Ferragamo’s sales dropped by 10%, yet a return to profits is estimated for the second half of 2010. Hugo Boss also reported this week a 11% drop in its net profits for the same period. For Hugo Boss sales in Europe dropped 12%, the US increased by 5% and Asia by 4%.

The detailed results released by Zegna this week show a 72,2% decline in net profits for 2009 with an 8,4% decrease in sales. However, Zegna officials remain positive for the 2010, already registering 20% sales increase for the first three months of 2010.

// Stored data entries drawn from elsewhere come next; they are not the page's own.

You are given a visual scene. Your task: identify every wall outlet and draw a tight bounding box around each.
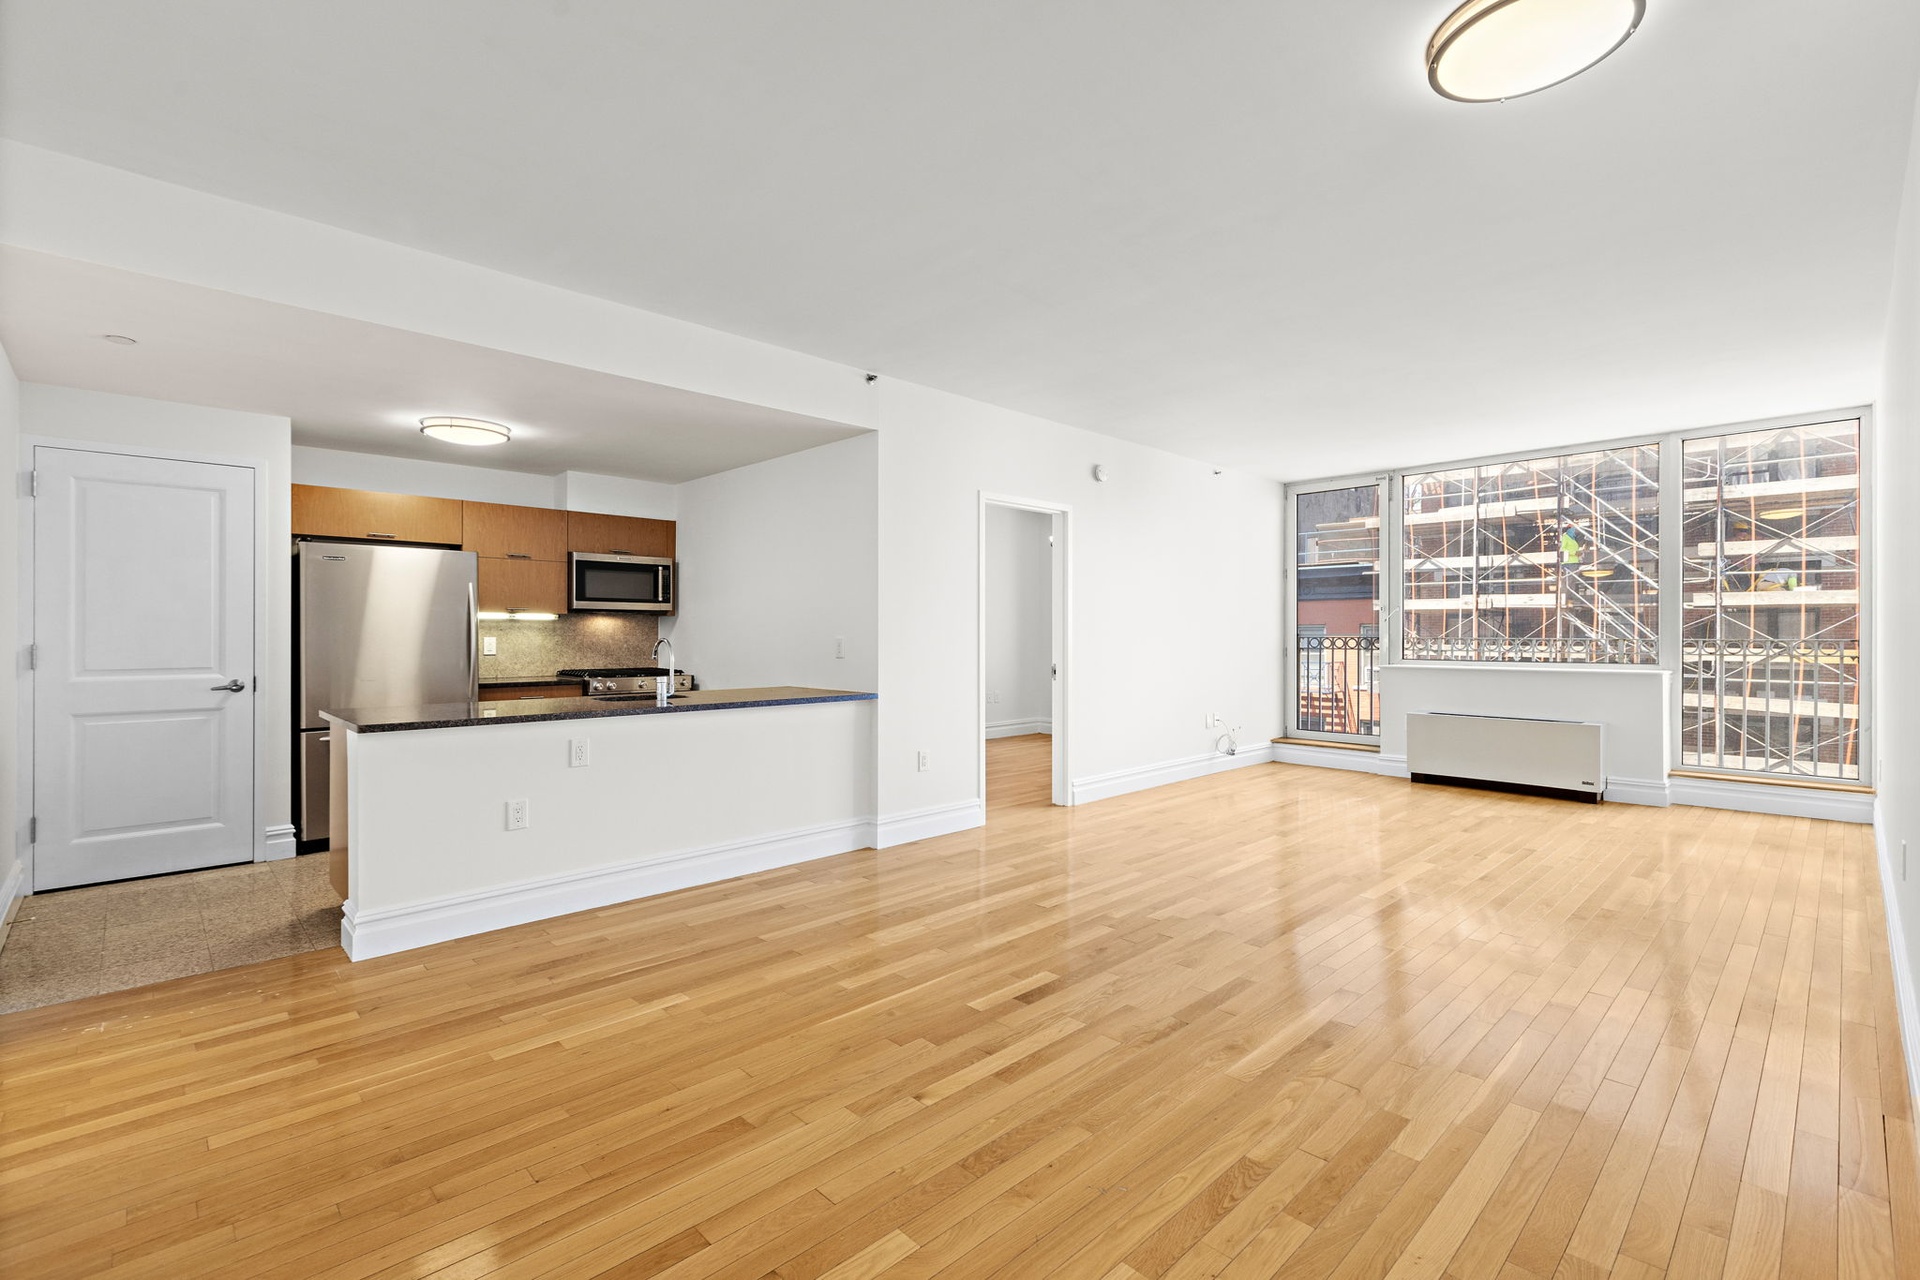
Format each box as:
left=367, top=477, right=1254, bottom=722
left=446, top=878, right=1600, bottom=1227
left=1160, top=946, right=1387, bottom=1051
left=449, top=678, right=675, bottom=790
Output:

The results annouced by the four major luxury brands unanimously confirm that China is their most important markeyt. Another notable development is that sales at owned retail locations are far better than in wholesale, which has been prompting many brands to speed up direct investments. This marks a worrying trend in luxury retailing, more and more luxury brands making efforts to expand with directly operated stores, therefore avoiding the higher risks of franchising and wholesale. There have been more and more examples worldwide of franchisees which find themselves in difficult financial positions due to the high exposure of their portfolio of brands, with only select brands showing positive results. This new directly operated store strategy is also implemented by major brands such as Prada, which expansion policy is nowadays dictated by the financing banks.